RE: Does the V6 adapter work for you?
Don't bother with replacing hotends. Just do as JP Guitars said, replace nozzles by holding the hotend in place with a wrench. With the fold-away fan of the Mk4 it is super easy, and no need to futz around with the cables.
Formerly known on this forum as @fuchsr -- until all hell broke loose with the forum software...
RE: Does the V6 adapter work for you?
For swapping Nextruder Nozzles, that is true - and that's exactly what I've been doing all the time because I read in one of your posts that this is the way. 🙂 I'm just considering getting the V6 adapter its own hotend.
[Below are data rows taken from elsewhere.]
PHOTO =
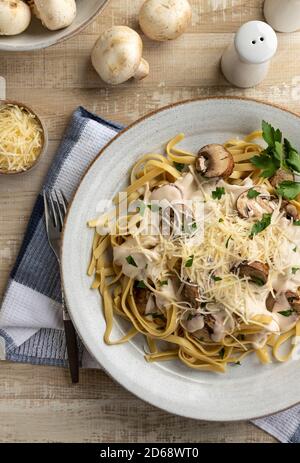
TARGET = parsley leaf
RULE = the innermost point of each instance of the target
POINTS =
(252, 193)
(141, 284)
(153, 207)
(270, 135)
(131, 261)
(292, 156)
(141, 208)
(190, 261)
(286, 313)
(257, 281)
(288, 189)
(227, 242)
(279, 154)
(222, 353)
(179, 166)
(156, 315)
(266, 164)
(218, 193)
(258, 227)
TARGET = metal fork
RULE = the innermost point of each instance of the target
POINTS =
(55, 212)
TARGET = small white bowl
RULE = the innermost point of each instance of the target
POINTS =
(45, 137)
(37, 36)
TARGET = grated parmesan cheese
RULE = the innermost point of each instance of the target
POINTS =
(21, 139)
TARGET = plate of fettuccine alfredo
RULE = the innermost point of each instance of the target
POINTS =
(181, 259)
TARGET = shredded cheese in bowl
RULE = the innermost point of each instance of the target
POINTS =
(22, 138)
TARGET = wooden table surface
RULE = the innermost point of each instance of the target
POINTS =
(37, 404)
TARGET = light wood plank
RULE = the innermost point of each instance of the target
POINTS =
(38, 404)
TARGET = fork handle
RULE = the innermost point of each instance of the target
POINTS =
(72, 349)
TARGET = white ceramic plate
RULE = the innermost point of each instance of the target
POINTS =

RE: Does the V6 adapter work for you?
the person who came up with that cable canal design deserves to join the punishment.
Which is why I leave the wires exactly where they are. There is no reason to touch them.
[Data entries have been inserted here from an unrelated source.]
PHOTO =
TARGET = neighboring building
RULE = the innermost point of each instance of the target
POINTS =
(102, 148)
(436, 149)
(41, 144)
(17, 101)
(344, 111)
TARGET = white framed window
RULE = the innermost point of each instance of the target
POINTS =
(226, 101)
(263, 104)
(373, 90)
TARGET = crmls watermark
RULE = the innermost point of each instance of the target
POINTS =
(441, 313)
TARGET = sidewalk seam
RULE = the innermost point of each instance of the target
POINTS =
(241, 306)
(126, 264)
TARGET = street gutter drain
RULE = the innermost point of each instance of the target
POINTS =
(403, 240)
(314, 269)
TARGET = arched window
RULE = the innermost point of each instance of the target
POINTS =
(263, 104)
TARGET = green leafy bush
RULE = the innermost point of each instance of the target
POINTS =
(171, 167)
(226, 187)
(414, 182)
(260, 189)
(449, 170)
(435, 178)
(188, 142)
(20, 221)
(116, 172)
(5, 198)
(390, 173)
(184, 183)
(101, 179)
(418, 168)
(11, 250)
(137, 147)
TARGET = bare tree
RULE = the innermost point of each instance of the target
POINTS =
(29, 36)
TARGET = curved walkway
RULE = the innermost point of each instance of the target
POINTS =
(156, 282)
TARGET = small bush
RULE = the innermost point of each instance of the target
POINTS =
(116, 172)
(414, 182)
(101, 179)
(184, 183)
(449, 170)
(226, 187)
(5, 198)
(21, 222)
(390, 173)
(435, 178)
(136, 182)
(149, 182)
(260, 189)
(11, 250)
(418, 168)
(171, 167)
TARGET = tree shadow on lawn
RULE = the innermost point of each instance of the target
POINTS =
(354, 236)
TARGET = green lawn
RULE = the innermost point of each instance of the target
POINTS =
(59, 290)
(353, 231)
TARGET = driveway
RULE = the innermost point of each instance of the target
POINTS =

The only reason to fiddle with the wires is if you want to swap the whole hotend, and that is only necessary if you want to use a V6 converter
RE: Does the V6 adapter work for you?
Using with a diamondback PCD V6 nozzle, no leak problems, ASA, PLA, PETG and PETG-CF.
I installed the adapter in the heat block, tight. Then the V6 nozzle. Assembled, heated and did final torque on the V6 as outlined.
RE: Does the V6 adapter work for you?
it works for me I wanted to get the unobtanium one but prusa could not sell me one so I am using the adapter with other hard nozzles.
I did need to screw the adapter all the way into the aluminum block and firmly bottom the hardened nozzle into the adaptor. Hard to believe how poorly prusa supports their products.
maybe when joe gets back from maker fair he will start supplying wear parts
RE: Does the V6 adapter work for you?
The cable channel is stupid. Very poor design. We this type of failure when the design is done by someone that has no idea what the end use is.
RE:
I found that the V6 adapter worked fine with PLA but as soon as I tried printing with hotter temperature materials like PETG, ASA etc, the hotend started leaking out of the top around the thermistor and heater cartridge wires. NozzleX was the nozzle I tried using, haven't tried any other nozzles with the V6 though!
And yes I assembled and tightened the V6 as per Prusa's instructions. I've tried retightening at max temperature without any success. I've disassembled and cleaned everything up and reassembled the V6 adapter three times now without any success! Out of frustration I disassembled everything once more, retapped the threads in the hotend and reassembled the V6 adapter this time with a small amount of thermal grease before reinstalling once again on my MK3.9 and performed the tightening procedure at 275 degrees. Still no luck. I have discarded it and chalked it up to a $30 learning curve. I now use the Prusa Obxidian nozzle on one of my MK3.9's and when they come back into stock I'll purchase another one for my other Mk3.9. I'll just use the E3D nozzles on my MK3S+ machines.
Your experience may vary and I may have received a dodgy adapter, who knows, but after many attempts to make this work I decided that it's not working for me and Prusa's Obxidian nozzle works great with ALL materials, so it is going to stay on my machine full time.